La France est-elle messianique ?
par Dominique Blumenstihl
Nous aimons la culture et la France se rêve d'être exemplaire en ce domaine. Mais de quelle culture parlons-nous ? Je m'interroge sur son état en apparence fastueux qui se complaît dans les prestiges de son glorieux passé, dans la légèreté de son art de vivre, son insouciance… Une forme de vacuité prétentieuse, peut-être de délabrement sous des marques grandiloquentes ?
La question est de savoir si la France est à la hauteur de sa vocation. Avons-nous considéré suffisamment l'éducation, la littérature, la connaissance ? Avons-nous été assez français — universalistes — pour nous dire à la hauteur de ce que le destin attend de nous ? Se pourrait-il que nous vivions en-deça de notre vocation, hors de notre destinée ?

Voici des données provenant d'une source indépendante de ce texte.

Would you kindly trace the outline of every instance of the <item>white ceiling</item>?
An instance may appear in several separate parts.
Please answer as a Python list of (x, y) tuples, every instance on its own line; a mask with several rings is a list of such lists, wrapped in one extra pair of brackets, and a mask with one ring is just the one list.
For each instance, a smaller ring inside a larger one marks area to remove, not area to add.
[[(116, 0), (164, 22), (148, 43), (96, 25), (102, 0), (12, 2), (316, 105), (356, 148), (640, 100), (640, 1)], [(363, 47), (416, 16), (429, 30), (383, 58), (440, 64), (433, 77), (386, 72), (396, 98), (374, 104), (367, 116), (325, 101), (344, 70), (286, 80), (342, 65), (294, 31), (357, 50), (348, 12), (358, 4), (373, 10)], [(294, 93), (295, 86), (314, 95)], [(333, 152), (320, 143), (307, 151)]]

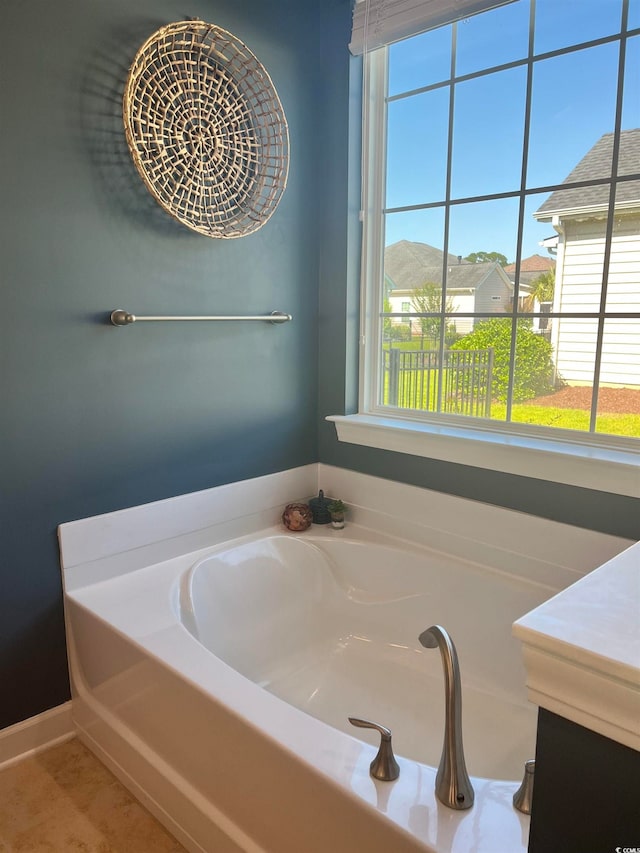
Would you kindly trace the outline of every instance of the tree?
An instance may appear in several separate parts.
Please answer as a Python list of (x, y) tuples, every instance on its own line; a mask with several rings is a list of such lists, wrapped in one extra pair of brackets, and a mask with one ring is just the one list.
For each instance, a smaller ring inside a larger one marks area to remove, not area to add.
[[(389, 299), (388, 296), (385, 296), (385, 298), (384, 298), (384, 302), (382, 304), (382, 311), (385, 314), (391, 314), (391, 311), (392, 311), (391, 300)], [(385, 317), (384, 320), (382, 321), (382, 339), (383, 339), (383, 341), (390, 341), (391, 340), (391, 327), (392, 327), (392, 325), (393, 325), (393, 323), (391, 322), (391, 317)]]
[[(388, 296), (384, 297), (382, 302), (382, 313), (391, 314), (393, 308), (391, 300)], [(411, 340), (411, 323), (398, 323), (391, 317), (383, 317), (382, 319), (382, 343), (389, 344), (393, 348), (394, 341), (410, 341)]]
[[(492, 393), (506, 402), (511, 360), (511, 320), (507, 317), (483, 320), (451, 349), (493, 348)], [(522, 403), (553, 391), (554, 365), (551, 344), (531, 328), (531, 320), (518, 320), (513, 402)]]
[(501, 267), (506, 267), (509, 263), (506, 256), (501, 252), (471, 252), (470, 255), (467, 255), (465, 261), (469, 261), (472, 264), (487, 264), (497, 261)]
[(531, 290), (524, 300), (524, 310), (534, 311), (535, 304), (542, 302), (553, 302), (553, 292), (556, 286), (556, 271), (543, 272), (531, 282)]
[[(437, 314), (442, 305), (442, 287), (433, 281), (425, 282), (411, 294), (411, 307), (416, 314)], [(456, 310), (451, 297), (447, 297), (445, 311), (452, 314)], [(437, 340), (440, 337), (442, 320), (440, 317), (418, 317), (420, 321), (420, 348), (424, 349), (424, 339)]]

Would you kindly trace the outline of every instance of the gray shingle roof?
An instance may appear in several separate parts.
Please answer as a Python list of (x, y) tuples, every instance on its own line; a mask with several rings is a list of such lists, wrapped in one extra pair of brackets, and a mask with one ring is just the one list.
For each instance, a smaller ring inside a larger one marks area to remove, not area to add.
[[(427, 282), (442, 284), (442, 260), (444, 252), (427, 243), (400, 240), (384, 251), (384, 271), (391, 279), (395, 290), (414, 290)], [(448, 255), (447, 288), (475, 288), (481, 284), (496, 261), (472, 264), (458, 261), (456, 255)]]
[[(611, 177), (613, 133), (605, 133), (593, 148), (585, 154), (563, 183), (591, 181), (595, 178)], [(624, 130), (620, 134), (618, 175), (640, 172), (640, 128)], [(535, 212), (536, 219), (548, 220), (554, 213), (578, 210), (593, 210), (606, 207), (609, 201), (609, 186), (578, 187), (556, 190)], [(618, 184), (616, 206), (623, 203), (640, 202), (640, 180)]]
[[(497, 261), (490, 261), (485, 264), (459, 264), (456, 260), (455, 264), (447, 267), (447, 290), (452, 290), (458, 287), (461, 288), (476, 288), (485, 280), (487, 275), (499, 267)], [(424, 279), (420, 284), (413, 287), (421, 287), (425, 282), (431, 281), (434, 284), (442, 284), (442, 267), (425, 267), (423, 270)]]
[[(393, 279), (396, 287), (404, 287), (400, 282), (414, 281), (422, 276), (425, 267), (442, 267), (444, 252), (427, 243), (414, 243), (399, 240), (384, 250), (384, 271)], [(449, 263), (457, 264), (455, 255), (448, 255)], [(440, 274), (442, 279), (442, 273)], [(420, 285), (411, 285), (419, 287)]]

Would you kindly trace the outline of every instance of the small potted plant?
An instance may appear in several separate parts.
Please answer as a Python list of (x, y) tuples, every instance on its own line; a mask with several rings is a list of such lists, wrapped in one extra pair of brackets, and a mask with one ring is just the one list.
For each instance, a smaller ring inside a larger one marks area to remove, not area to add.
[(342, 530), (344, 527), (344, 517), (347, 512), (346, 504), (340, 500), (332, 500), (327, 505), (327, 509), (331, 516), (331, 526), (336, 530)]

Qui pourrait se résigner à n'être qu'un agent productif, contribuant au bien-être collectif matériel par ses cotisations sociales, consommateur de biens et de services engraissant banques et assurances, bien heureux citoyen angoissé quant à sa retraite future, abreuvé de 358 programmes télé dont il ne regarde aucun, connecté jour et nuit dans l'attente d'un appel qui ne vient jamais ?
Sans
rien rejeter du nécessaire matériel, n'avons-nous pas droit à autre
chose : le droit à la folie quichottienne qui n'est pas folie mais une
suprême philosophie de changement ? Philosophie d'une
action à mener, celle de participer à la mission dévolue à la nation dont nous sommes, natifs de Tzarfat — c'est le nom hébreu de la France tel qu'il apparaît dans la Bible au chapitre Obadia, verset 20.
Français
dans l'âme, sommes-nous pleinement conscients de la responsabilité
qu'engage ce contrat, j'allais dire cette « Alliance » entre le
territoire et sa vocation ?
La France « Pays des Lumières », est une expression que les politiques affectionnent. Mais de quelles lumières parlent-ils ? Le pays aurait une vocation, une mission… Quelle en serait la teneur ? Je crois que la France n'a de sens que dans la perspective du messianisme devant émerger d'elle dans la conduction émanée du Sinaï.
La France a-t-elle une mission ?
Le
messianisme est un mot qui fait rire ou trembler. En réalité, ce n'est
rien d'autre qu'une position de l'esprit devant s'instaurer selon
certaines règles et étapes. C'est une étape de la Révélation dont, sans
aucun doute, Jésus est l'un des marqueurs, au sens où il ouvre un cycle
vers l'Occident avec une visée sur l'universalité.
Il
serait absurde de minimiser son action symbolique donnant à voir, à
travers sa mort, combien l'humanité est clouée sur la Croix. Sa
crucifixion — supplice romain — est un symbole puissant qui s'est
inscrit dans la mémoire du monde. Elle désigne l'humanité entière qui
pourrait bien finir de la sorte si nous ne prenons garde. Il est donc
temps de le décrocher, ce malheureux Christ-humanité, de passer à une
étape suivante, post-religieuse, et désormais explicative, les religions étant des systèmes de codification symbolistes, dont le sens
aujourd'hui échappe aux institutions qui voudraient les maintenir à tout
prix. L'énergie propulse l'Histoire, pouvons-nous rester en-dehors du
progrès qu'elle écrit ?
A ce titre, il est légitime de s'interroger sur les J. M. J. (journées mondiales de la Jeunesse) organisées
par l'Eglise catholique. Un événement considérable. Une jeunesse
fervente, pleine d'espérance se réunit au Portugal sous le haut
patronage du pape. Les
grandes célébrations collectives suscitent l'enthousiasme d'une
jeunesse qui a soif d'un idéal spirituel : cependant, ne s'agit-il pas
aujourd'hui de dépasser l'adhésion au sacré fondée jusqu'alors par
l'acte de foi et accéder à une plus haute perspicacité en adéquation
avec les nécessités modernes de comprendre ?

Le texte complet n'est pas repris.